NAC reduces cannabis use in cannabis-dependent adolescents
Background: Preclinical research suggests NAC may reduce substance dependence via glutamate modulation in the nucleus accumbens.
Subjects/Method: Randomised double-blind, placebo-controlled trial involving 116 cannabis-dependent adolescents.
Intervention: Patients received either 1200mg NAC or placebo twice daily for 8 weeks in addition to a contingency management intervention and brief weekly cessation counselling.
Results: Patients in the NAC group were more likely to abstain from cannabis, which was determined through a higher rate of negative urine cannabinoid tests during the treatment period. The results support the use of NAC to complement psychosocial treatment for cannabis dependence in adolescents.

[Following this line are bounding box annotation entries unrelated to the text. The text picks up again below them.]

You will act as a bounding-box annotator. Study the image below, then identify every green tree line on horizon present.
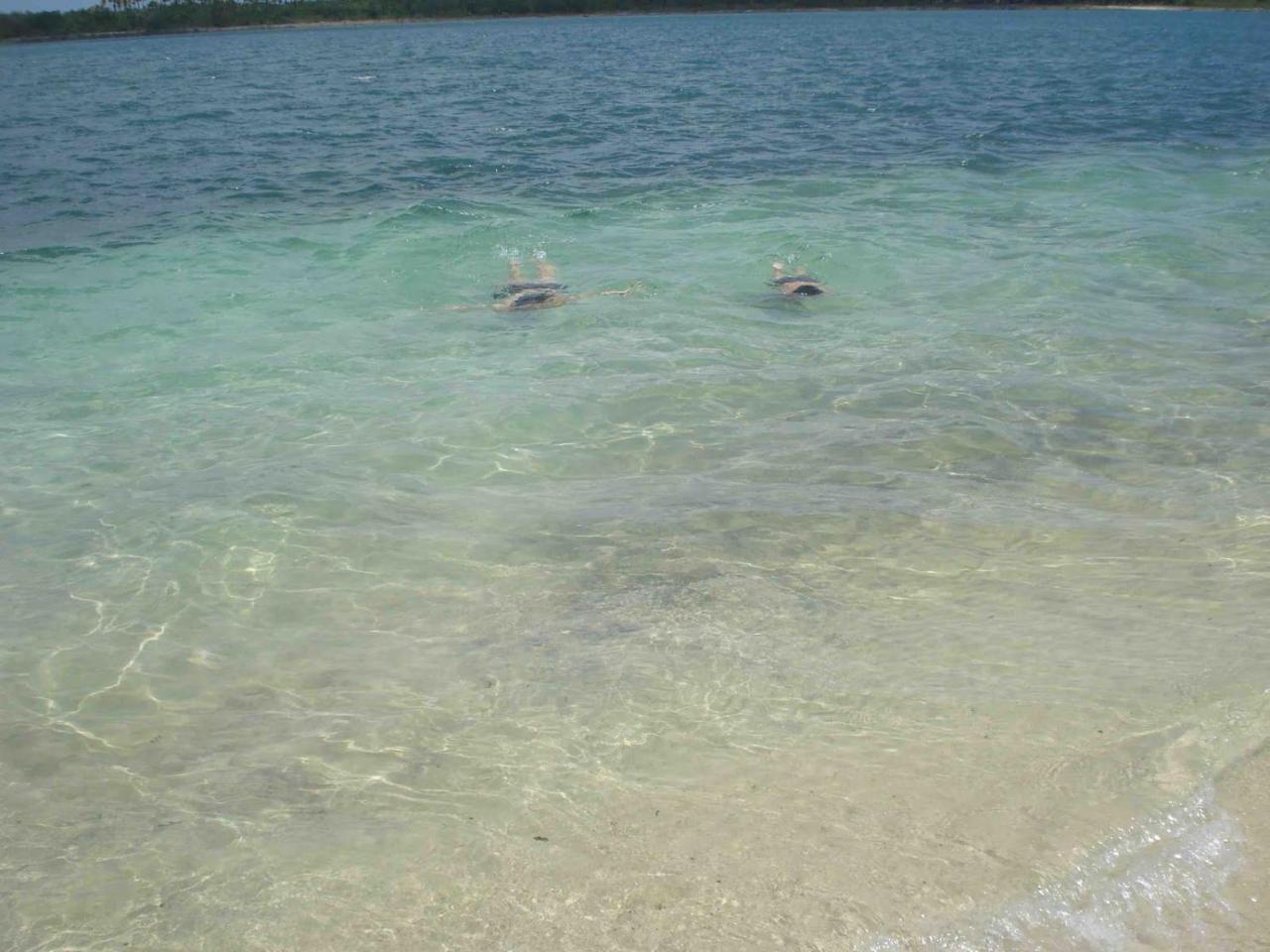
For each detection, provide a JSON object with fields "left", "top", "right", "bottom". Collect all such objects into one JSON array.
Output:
[{"left": 0, "top": 0, "right": 1270, "bottom": 40}]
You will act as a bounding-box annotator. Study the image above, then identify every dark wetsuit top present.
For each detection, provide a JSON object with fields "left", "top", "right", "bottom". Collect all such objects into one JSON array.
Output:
[
  {"left": 772, "top": 274, "right": 825, "bottom": 298},
  {"left": 494, "top": 281, "right": 566, "bottom": 298},
  {"left": 512, "top": 285, "right": 560, "bottom": 308}
]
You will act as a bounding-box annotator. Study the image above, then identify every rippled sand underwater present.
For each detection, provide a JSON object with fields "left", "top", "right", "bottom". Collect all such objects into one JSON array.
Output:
[{"left": 0, "top": 14, "right": 1270, "bottom": 952}]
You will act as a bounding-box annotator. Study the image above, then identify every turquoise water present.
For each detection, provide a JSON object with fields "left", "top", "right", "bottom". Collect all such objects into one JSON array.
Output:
[{"left": 0, "top": 12, "right": 1270, "bottom": 952}]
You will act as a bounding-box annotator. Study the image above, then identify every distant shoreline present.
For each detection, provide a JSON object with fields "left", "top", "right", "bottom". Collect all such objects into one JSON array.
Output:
[{"left": 0, "top": 0, "right": 1270, "bottom": 44}]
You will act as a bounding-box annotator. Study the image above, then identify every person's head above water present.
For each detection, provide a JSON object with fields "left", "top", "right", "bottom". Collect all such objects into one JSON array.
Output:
[
  {"left": 767, "top": 262, "right": 826, "bottom": 298},
  {"left": 445, "top": 258, "right": 639, "bottom": 312}
]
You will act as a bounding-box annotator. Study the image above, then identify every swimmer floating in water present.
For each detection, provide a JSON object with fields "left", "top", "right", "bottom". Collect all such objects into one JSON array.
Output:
[
  {"left": 449, "top": 258, "right": 639, "bottom": 311},
  {"left": 768, "top": 262, "right": 826, "bottom": 298}
]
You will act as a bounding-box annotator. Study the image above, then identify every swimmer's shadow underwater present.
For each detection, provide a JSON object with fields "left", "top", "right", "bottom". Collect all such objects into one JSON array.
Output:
[
  {"left": 445, "top": 259, "right": 640, "bottom": 313},
  {"left": 756, "top": 262, "right": 829, "bottom": 313}
]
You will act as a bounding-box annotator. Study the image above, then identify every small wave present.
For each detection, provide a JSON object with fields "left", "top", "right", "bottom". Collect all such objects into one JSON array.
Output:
[{"left": 861, "top": 790, "right": 1239, "bottom": 952}]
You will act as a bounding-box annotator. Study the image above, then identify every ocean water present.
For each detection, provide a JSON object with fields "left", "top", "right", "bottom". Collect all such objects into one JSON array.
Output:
[{"left": 0, "top": 10, "right": 1270, "bottom": 952}]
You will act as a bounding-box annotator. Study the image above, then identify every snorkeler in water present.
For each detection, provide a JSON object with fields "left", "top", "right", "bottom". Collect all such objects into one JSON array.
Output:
[
  {"left": 450, "top": 258, "right": 639, "bottom": 311},
  {"left": 767, "top": 262, "right": 826, "bottom": 298}
]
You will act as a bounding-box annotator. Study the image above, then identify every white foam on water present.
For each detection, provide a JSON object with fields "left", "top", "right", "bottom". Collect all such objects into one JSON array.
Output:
[{"left": 863, "top": 789, "right": 1241, "bottom": 952}]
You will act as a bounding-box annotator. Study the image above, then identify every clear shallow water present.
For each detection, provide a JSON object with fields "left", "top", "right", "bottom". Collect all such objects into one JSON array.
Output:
[{"left": 0, "top": 12, "right": 1270, "bottom": 949}]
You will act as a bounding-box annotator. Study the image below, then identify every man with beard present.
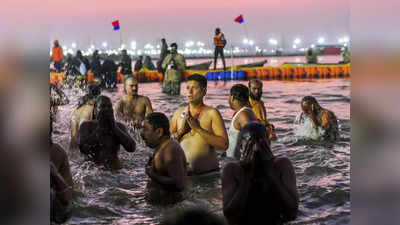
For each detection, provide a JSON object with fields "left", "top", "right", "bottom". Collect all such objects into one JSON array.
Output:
[
  {"left": 140, "top": 112, "right": 187, "bottom": 203},
  {"left": 296, "top": 96, "right": 339, "bottom": 141},
  {"left": 90, "top": 50, "right": 101, "bottom": 77},
  {"left": 70, "top": 84, "right": 101, "bottom": 149},
  {"left": 115, "top": 77, "right": 153, "bottom": 127},
  {"left": 248, "top": 79, "right": 276, "bottom": 140},
  {"left": 162, "top": 43, "right": 186, "bottom": 95},
  {"left": 119, "top": 49, "right": 132, "bottom": 76},
  {"left": 170, "top": 74, "right": 228, "bottom": 174},
  {"left": 79, "top": 95, "right": 136, "bottom": 170},
  {"left": 226, "top": 84, "right": 257, "bottom": 159}
]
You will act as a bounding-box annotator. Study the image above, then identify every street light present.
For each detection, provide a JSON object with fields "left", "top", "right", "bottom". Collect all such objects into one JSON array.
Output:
[{"left": 269, "top": 38, "right": 278, "bottom": 45}]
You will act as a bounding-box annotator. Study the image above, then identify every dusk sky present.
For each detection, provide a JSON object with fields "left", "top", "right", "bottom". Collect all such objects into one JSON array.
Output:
[{"left": 0, "top": 0, "right": 350, "bottom": 47}]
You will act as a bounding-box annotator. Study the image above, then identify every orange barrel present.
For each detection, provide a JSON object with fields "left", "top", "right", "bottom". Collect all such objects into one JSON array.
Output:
[
  {"left": 154, "top": 72, "right": 162, "bottom": 82},
  {"left": 299, "top": 67, "right": 307, "bottom": 79},
  {"left": 261, "top": 69, "right": 268, "bottom": 80},
  {"left": 183, "top": 71, "right": 190, "bottom": 80},
  {"left": 344, "top": 66, "right": 350, "bottom": 76},
  {"left": 316, "top": 66, "right": 325, "bottom": 78},
  {"left": 256, "top": 69, "right": 265, "bottom": 80},
  {"left": 117, "top": 73, "right": 124, "bottom": 83},
  {"left": 272, "top": 67, "right": 282, "bottom": 79},
  {"left": 321, "top": 66, "right": 329, "bottom": 78},
  {"left": 311, "top": 66, "right": 319, "bottom": 78},
  {"left": 331, "top": 66, "right": 339, "bottom": 77},
  {"left": 87, "top": 72, "right": 94, "bottom": 83},
  {"left": 265, "top": 67, "right": 274, "bottom": 80},
  {"left": 286, "top": 68, "right": 294, "bottom": 79},
  {"left": 246, "top": 70, "right": 257, "bottom": 80},
  {"left": 57, "top": 73, "right": 64, "bottom": 84},
  {"left": 279, "top": 68, "right": 287, "bottom": 80},
  {"left": 292, "top": 67, "right": 301, "bottom": 79},
  {"left": 50, "top": 73, "right": 56, "bottom": 84}
]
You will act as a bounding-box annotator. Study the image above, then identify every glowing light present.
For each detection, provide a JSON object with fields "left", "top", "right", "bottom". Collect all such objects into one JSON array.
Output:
[{"left": 269, "top": 38, "right": 278, "bottom": 45}]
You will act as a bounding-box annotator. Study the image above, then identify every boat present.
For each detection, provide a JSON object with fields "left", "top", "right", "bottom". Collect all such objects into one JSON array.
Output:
[
  {"left": 227, "top": 60, "right": 267, "bottom": 70},
  {"left": 186, "top": 61, "right": 212, "bottom": 70}
]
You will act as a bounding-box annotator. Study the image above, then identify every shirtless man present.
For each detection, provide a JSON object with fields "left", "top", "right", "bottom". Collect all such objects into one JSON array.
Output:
[
  {"left": 114, "top": 77, "right": 153, "bottom": 127},
  {"left": 248, "top": 79, "right": 276, "bottom": 140},
  {"left": 170, "top": 74, "right": 228, "bottom": 174},
  {"left": 298, "top": 96, "right": 339, "bottom": 140},
  {"left": 140, "top": 112, "right": 187, "bottom": 204},
  {"left": 70, "top": 84, "right": 101, "bottom": 149},
  {"left": 79, "top": 95, "right": 136, "bottom": 170},
  {"left": 221, "top": 122, "right": 299, "bottom": 225},
  {"left": 226, "top": 84, "right": 257, "bottom": 159}
]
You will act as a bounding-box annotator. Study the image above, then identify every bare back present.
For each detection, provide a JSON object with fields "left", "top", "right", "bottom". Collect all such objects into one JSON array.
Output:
[
  {"left": 70, "top": 101, "right": 94, "bottom": 149},
  {"left": 114, "top": 95, "right": 153, "bottom": 123}
]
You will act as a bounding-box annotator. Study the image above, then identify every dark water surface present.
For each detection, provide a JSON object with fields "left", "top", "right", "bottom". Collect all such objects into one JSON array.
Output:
[{"left": 53, "top": 79, "right": 350, "bottom": 224}]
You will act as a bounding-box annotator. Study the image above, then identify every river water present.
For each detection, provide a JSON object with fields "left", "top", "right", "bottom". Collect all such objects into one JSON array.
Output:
[{"left": 53, "top": 76, "right": 350, "bottom": 224}]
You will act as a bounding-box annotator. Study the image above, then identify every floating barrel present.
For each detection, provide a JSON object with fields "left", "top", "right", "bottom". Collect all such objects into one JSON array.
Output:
[{"left": 238, "top": 71, "right": 246, "bottom": 80}]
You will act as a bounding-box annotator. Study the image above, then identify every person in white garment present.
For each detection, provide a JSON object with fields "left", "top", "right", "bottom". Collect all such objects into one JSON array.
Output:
[{"left": 226, "top": 84, "right": 257, "bottom": 159}]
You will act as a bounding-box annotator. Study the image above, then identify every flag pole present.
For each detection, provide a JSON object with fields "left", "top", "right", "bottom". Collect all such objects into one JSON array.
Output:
[{"left": 231, "top": 44, "right": 234, "bottom": 80}]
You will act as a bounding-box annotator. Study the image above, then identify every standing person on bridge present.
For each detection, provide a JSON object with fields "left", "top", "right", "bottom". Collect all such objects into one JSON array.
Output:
[{"left": 214, "top": 28, "right": 226, "bottom": 71}]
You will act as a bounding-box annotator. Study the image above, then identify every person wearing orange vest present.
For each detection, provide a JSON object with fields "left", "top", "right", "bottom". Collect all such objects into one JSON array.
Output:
[
  {"left": 51, "top": 40, "right": 63, "bottom": 73},
  {"left": 214, "top": 28, "right": 226, "bottom": 71}
]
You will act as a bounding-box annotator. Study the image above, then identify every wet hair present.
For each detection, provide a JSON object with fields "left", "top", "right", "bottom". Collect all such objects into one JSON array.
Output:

NAC stimulates GSH synthesis in workers exposed to lead
Background: To investigate the efficacy of NAC in restoring erythrocyte GSH content in workers exposed to lead and its effect on oxidative stress intensity.
Subjects/Method: Randomised, controlled trial involving 171 healthy males with occupational lead exposure.
Intervention: Patients were randomised into 4 groups: Group 1 acted as the control group and did not receive any antioxidants, drugs, vitamins or dietary supplements; Group 2 received 200mg NAC per day; Group 3 received 200mg NAC twice a day; Group four received 400mg NAC twice a day. All patients continued to work during the 12 week treatment period.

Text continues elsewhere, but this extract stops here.